What everyone remembers with some pain, and fears for their children, is the power of cliques in middle school, grades four to eight. In middle school the cruel and unchangeable — one is tempted to say Darwinian — criteria of looks, athletic ability, and wealth rule the social status hierarchy in cliques. Wherever I go, I ask adult audiences to remember what made one popular in middle school. If you were a girl, the criteria were looks, clothes, and a magnetic social personality; for boys it was athletic ability, size, and verbal command of a group. As heartless and irrational as it is, children choose friends to a significant degree on the basis of physical attractiveness. In one experiment, first-graders were given the photos of very beautiful and not-so-beautiful children and asked to say, just from the photographs, which of these children would make good friends. Overwhelmingly, attractive children were imagined to be potentially good friends. Homely children were seen as possibly mean and unfriendly. Equally unfairly, research shows that children from wealthier families are preferred by their age-mates. Of course there are exceptions to these rules, and every child has to learn the fact that beautiful people don't always act well, but children are deceived by these superficial criteria, and never more so than in middle school.
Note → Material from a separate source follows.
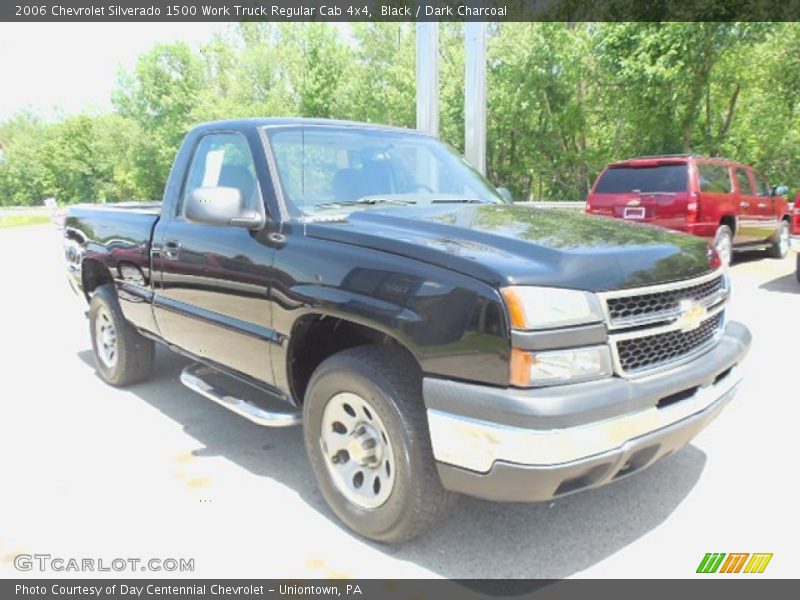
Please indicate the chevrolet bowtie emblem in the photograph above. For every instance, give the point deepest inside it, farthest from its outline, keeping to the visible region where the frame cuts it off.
(692, 315)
I was once discussing these criteria for popularity and a woman physician came up to me and said,
"I am so upset to hear about this; I thought we had gotten farther than that." She hoped that humans were more highly evolved. I proposed to her that People magazine and many movies were based on these same Darwinian, middle-school criteria of physical size, athleticism, and sexual attractiveness. After all, Cindy Crawford is not in magazines because she has a medical degree, and Sylvester Stallone and Arnold Schwarzennegger are not two of the highest paid male actors because of their superior diction. Though middle-school values may continue to rule in popular culture, they give way to more enlightened characteristics by the end of high school. Intelligence, leadership ability, kindness, compassion, and other attributes dictate popularity and friendship choices by late high school. Or as an eleventh grade girl said to me, "We still have our popular kids, but they're not really our leaders anymore." In other words, middle school social Darwinism doesn't last forever. High school is a broader social canvas and provides many more and different social opportunities for children than did middle school.
Why do cliques exist? Do we have to have them? Cliques serve a purpose. At a time when individual self-confidence is shaky, cliques provide affirmation, support, and identity. Research shows that all schoolchildren experience some drop in self-esteem during the middle school years; it may occur during fourth grade when children's self-assessments of their academic performance becomes more realistic ("I'm never going to be good at math.") or in seventh grade when traditionally children have moved to junior high schools and are beginning to separate somewhat from their parents. Whatever the reason, children in cliques can provide each other with company and nurturance and a sense of who they are. Unfortunately, the dynamics of group cohesion require an "us" and a "them." And so cliques become exclusive and competitive and status-oriented, and which clique you are in can become incredibly important to a child. I believe that any adult could look at her or his class list from seventh grade and pick out which boys or girls were in the popular clique. Something that important is not so easily forgotten.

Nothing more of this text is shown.